Stalin was determined to control every aspect of life. He didn’t know much about art, but he knew what he liked. He proclaimed “Soviet realism” as the only norm at the artists’s easel. Soviet realism was the art of the poster, usually of big-muscled men and women working on tractors or harvesting grain. The art was less inspired and refined as Norman Rockwell’s Saturday Evening Post covers, but realistic in the Rockwell way. Abstract art, which deviated from “photographic realism,” was taboo, and Soviet artists who dared to stray suffered for even attempting anything original.

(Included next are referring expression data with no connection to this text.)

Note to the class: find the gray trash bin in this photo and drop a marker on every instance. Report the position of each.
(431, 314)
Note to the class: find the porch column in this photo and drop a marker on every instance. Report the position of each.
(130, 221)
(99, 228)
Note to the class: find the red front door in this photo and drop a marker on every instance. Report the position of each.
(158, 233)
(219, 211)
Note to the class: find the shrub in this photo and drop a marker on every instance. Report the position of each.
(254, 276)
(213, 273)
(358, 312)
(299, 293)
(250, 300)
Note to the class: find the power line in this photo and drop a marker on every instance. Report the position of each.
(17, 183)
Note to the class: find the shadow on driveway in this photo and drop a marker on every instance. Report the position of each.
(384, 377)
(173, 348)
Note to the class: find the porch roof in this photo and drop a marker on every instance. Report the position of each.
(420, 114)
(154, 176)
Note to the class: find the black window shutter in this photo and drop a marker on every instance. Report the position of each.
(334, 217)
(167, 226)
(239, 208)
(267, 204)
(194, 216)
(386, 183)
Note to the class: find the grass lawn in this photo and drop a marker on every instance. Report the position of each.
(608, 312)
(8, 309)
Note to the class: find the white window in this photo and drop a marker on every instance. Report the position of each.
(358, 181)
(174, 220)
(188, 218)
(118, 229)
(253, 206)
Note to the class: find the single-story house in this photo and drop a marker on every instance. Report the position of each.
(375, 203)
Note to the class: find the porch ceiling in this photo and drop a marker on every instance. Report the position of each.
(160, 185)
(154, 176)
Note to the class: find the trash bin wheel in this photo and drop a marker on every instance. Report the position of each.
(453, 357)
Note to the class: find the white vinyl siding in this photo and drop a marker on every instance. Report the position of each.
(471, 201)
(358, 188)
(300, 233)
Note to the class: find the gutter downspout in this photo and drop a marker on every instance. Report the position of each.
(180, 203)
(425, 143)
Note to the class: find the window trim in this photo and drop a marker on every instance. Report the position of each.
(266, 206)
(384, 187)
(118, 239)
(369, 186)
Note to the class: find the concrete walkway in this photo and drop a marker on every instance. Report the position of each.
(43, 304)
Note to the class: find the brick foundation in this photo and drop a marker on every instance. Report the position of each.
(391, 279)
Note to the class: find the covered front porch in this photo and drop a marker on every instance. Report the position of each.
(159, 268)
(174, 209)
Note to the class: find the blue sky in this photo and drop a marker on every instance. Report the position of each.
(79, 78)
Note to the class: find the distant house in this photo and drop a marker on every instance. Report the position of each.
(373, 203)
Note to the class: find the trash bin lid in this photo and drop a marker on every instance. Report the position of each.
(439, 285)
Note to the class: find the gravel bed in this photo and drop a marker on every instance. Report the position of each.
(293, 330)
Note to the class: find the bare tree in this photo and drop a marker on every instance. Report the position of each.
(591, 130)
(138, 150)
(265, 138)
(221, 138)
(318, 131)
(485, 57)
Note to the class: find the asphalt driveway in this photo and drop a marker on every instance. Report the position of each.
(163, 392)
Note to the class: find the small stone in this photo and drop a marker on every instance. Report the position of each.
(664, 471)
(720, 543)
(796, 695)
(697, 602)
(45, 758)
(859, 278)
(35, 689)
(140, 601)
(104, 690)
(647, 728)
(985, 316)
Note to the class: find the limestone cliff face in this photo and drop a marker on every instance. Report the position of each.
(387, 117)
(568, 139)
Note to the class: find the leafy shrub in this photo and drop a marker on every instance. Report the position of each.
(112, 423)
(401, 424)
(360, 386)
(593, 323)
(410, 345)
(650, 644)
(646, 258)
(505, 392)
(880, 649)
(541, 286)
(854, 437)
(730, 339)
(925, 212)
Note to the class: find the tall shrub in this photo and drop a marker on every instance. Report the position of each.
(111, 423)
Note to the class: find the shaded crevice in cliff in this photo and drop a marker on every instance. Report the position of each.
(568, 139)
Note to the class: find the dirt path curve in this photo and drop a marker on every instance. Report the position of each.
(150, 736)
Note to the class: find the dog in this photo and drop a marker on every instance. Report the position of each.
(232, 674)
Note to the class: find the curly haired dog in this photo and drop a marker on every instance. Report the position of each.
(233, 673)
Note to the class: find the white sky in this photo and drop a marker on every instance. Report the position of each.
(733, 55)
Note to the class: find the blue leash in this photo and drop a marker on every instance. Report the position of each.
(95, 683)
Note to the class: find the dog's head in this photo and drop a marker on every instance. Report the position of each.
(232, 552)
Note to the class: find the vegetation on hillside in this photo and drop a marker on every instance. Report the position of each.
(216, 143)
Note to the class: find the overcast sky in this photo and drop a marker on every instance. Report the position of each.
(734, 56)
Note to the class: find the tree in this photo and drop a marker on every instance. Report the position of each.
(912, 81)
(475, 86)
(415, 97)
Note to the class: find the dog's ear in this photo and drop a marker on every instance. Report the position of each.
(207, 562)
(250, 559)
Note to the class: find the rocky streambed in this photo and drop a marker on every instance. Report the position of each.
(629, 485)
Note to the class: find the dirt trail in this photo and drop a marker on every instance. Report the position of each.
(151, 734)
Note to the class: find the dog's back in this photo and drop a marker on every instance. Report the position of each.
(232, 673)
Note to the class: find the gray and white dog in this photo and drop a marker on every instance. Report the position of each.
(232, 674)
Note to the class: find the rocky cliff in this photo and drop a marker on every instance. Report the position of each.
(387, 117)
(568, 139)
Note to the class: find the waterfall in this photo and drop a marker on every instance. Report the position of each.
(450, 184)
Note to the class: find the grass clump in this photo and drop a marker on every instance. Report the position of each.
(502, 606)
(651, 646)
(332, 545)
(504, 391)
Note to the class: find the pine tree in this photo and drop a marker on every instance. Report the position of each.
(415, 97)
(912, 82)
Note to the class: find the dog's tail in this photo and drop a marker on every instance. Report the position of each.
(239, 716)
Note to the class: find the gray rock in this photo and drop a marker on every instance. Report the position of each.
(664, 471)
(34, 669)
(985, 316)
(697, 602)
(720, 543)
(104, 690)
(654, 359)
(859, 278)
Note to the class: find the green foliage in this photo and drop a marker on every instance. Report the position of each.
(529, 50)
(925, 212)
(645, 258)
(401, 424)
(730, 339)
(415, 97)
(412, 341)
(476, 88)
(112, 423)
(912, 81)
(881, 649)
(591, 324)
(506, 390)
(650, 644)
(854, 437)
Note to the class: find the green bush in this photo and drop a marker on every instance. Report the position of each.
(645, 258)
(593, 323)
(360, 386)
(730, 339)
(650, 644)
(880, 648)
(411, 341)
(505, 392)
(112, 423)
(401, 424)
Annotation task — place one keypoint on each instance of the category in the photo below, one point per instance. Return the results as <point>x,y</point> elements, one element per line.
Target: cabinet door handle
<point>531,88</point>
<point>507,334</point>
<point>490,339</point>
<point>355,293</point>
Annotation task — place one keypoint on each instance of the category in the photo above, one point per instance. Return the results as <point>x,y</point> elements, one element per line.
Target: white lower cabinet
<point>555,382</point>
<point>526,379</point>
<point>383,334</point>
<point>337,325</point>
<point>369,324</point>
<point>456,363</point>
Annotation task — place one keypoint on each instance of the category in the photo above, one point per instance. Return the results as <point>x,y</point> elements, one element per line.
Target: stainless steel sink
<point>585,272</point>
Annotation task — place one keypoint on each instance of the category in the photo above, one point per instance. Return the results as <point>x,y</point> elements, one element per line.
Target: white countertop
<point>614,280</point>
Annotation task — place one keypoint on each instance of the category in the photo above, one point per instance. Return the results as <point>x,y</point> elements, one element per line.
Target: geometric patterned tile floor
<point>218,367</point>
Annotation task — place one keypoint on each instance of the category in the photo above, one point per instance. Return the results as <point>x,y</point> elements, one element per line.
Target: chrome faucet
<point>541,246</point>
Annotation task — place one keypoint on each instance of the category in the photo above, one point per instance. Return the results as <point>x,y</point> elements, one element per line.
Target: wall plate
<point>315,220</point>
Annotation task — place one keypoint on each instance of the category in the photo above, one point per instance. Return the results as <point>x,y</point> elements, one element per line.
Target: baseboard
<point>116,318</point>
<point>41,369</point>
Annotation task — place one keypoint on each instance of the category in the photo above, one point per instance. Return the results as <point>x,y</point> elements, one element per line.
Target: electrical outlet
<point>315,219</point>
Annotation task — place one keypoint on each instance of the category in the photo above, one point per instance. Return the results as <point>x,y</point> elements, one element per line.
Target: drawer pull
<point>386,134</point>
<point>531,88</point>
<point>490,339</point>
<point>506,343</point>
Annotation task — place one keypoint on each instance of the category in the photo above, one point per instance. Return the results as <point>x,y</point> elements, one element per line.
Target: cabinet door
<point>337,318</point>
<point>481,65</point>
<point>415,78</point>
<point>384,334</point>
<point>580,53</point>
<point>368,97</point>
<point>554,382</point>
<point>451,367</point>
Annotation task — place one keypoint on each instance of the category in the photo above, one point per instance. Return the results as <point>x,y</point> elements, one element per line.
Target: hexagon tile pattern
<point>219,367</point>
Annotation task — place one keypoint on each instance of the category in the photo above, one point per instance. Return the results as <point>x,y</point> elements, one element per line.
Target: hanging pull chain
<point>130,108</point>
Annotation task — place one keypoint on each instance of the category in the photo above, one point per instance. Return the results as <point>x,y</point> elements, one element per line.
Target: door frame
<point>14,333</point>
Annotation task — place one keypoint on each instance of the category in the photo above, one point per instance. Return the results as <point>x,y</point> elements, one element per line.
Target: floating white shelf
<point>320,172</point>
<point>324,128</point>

This created a problem, particularly in the West. What must be done with Picasso? The Communists wanted to make maximum use of Picasso’s name to recruit followers and to support Communist initiatives in the West. Picasso’s art was anything but photographic, depicting brawny farmers and resolute ironworkers, and there had to be an explanation of why the contradiction was tolerated. The phrase “politically correct” was introduced as the “but” of why a public figure could be nominally considered a loyal and faithful member of the party while straying. Because he was useful to the party, Picasso was nevertheless to be regarded as correct for politics’ sake.
So now we’ve come full circle. The young “revolutionaries” on the college campus who style themselves “leftist,” can be politically correct. They demand suppression of the virtues of the larger public in pursuit of an unassailable noble cause.
Liberty and freedom of expression are always vulnerable, and in any society. Listening to someone with whom you disagree can make your head ache and your teeth itch. Their defense requires a subtlety far beyond being politically correct. The lodestar of conscience, attributed, falsely, to Voltaire (the sentiment is older than he is) is the guide to a free and open society: “I disapprove of what you say, but I will defend to the death your right to say it.”
The young self-proclaimed idealists are far from understanding, appreciating and implementing this basic demand for human liberty. It’s a sad comment on our times that the spirit of the university, which is meant to be the heart of free discussion and exchange of ideas, has been abandoned on many campuses. The Communists invented the term “politically correct” to camouflage their destructive manipulation of idealism to suit it for totalitarian purposes. The term carried no honor then and it carries none today.